Tuesday, June 21, 2005


Yesterday in our morning walk we turned a sharp bend in the road and walked into a cloud of fledgling barn swallows and their proud parents. The road passed beneath a highway bridge over one of the mountain's many small rivers, and up beneath the ferroconcrete and I-beam abutments were dozens of new clay nests that had been built upon the old ones.

On many of the nest edges teetered fledgling swallows who were just barely beginning to think of daring to enter the big mystery out there that they'd been only glimpsing over the nest edge these past months; now here they were standing uncertainly on the nest edge itself, preparing to leap into the mystery at the loud urging of their parents and all the fledglings who were already out there, suspended on nothing!

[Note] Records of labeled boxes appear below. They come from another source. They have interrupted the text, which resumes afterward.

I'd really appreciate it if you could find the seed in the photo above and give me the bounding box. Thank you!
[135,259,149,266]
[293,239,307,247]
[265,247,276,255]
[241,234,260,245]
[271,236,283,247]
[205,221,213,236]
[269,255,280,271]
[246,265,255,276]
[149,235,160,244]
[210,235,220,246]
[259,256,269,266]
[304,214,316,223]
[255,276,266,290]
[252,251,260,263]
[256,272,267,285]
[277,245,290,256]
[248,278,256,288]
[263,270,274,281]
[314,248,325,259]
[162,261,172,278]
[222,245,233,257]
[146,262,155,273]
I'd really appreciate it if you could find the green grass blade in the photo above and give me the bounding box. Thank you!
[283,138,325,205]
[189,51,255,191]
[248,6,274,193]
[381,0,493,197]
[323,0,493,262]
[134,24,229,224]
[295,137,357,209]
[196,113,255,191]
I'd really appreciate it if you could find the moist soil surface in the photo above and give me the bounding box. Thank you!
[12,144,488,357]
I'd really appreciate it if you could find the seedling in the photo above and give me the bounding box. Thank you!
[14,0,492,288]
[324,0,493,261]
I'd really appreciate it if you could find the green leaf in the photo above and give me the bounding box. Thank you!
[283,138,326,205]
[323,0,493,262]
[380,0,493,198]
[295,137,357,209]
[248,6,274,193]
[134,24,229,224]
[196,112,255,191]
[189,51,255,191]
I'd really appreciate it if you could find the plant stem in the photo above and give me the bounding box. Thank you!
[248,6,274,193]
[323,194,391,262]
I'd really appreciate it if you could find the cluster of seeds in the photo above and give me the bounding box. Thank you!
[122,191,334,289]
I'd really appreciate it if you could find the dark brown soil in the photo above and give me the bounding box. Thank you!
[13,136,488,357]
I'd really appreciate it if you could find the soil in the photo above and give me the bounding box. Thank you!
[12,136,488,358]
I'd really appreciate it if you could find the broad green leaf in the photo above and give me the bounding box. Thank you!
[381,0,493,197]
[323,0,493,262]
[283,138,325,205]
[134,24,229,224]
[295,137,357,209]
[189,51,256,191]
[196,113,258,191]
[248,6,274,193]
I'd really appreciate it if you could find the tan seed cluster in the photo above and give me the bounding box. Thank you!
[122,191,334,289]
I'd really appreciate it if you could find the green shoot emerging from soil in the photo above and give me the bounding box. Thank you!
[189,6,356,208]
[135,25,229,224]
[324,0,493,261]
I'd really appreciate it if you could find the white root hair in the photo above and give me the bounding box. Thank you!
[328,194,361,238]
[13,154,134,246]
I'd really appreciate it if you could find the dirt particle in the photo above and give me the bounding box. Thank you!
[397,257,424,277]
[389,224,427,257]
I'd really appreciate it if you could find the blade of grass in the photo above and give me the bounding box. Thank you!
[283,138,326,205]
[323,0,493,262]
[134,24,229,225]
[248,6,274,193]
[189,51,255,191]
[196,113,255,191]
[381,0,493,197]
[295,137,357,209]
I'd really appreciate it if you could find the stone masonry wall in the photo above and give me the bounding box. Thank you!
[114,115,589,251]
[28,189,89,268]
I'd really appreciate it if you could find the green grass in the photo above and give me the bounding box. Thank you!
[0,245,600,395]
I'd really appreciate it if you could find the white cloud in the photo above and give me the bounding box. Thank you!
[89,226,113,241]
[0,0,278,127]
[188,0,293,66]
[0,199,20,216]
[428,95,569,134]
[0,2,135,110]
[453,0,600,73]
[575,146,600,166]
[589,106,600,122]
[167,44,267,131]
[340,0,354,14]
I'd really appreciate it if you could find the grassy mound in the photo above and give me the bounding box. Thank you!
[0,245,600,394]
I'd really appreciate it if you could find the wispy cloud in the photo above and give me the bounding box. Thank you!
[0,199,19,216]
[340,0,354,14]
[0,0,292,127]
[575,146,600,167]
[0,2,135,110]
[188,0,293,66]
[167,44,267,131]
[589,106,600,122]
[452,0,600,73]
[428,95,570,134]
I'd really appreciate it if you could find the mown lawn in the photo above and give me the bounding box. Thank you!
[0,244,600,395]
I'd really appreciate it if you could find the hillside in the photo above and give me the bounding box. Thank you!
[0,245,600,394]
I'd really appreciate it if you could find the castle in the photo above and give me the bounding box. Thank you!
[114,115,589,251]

The wind vortex formed by this funneling of the down-mountain morning breezes was filled with formally dressed elder swallows urging the young ones to enter the air. And who thus built to receive it could resist such an invitation? Imagine being that tiny - a mere whisper of nerves and feathers - and looking out upon that unfamiliar vastness: what a world of trust they had to summon, in order to leap! The excitement filled the air.

From where they stood teetering - gripping the thin nest edges with uncertain feet - one by one, to the cheering of their parents and fellow flyers, they leaped free in elemental confidence and found themselves not falling, but flying! What delight quivered then in those tiny bodies!

We who stood below on earthbound feet could nevertheless share in the sheer natural glee that swirled up there in those newly airborne creatures realizing their powers: how they loved it; what a change this was for them! After being cooped up in those constricting nests for months, here they were climbing, diving, spiraling and chattering feverishly, becoming better aeronauts by the minute.

Their still-new flying muscles, though, were not yet strong; they had to rest for a few seconds now and then. They did their resting not on the stodgy flat places their parents used but on the most fun places: the slanting areas of concrete, where gravity slid them slowly to the edge and forced them fearfully to fly again - much like people kids on steep sliding boards.

Among the fledglings, the parents were discernable not so much for their size (they weren't that much larger) but for their aerodynamic expertise, stamina and practicality of flight, as well as their comparative lack of jubilation at the astonishing act they were performing. But they sure did enjoy watching the kids earn their wings.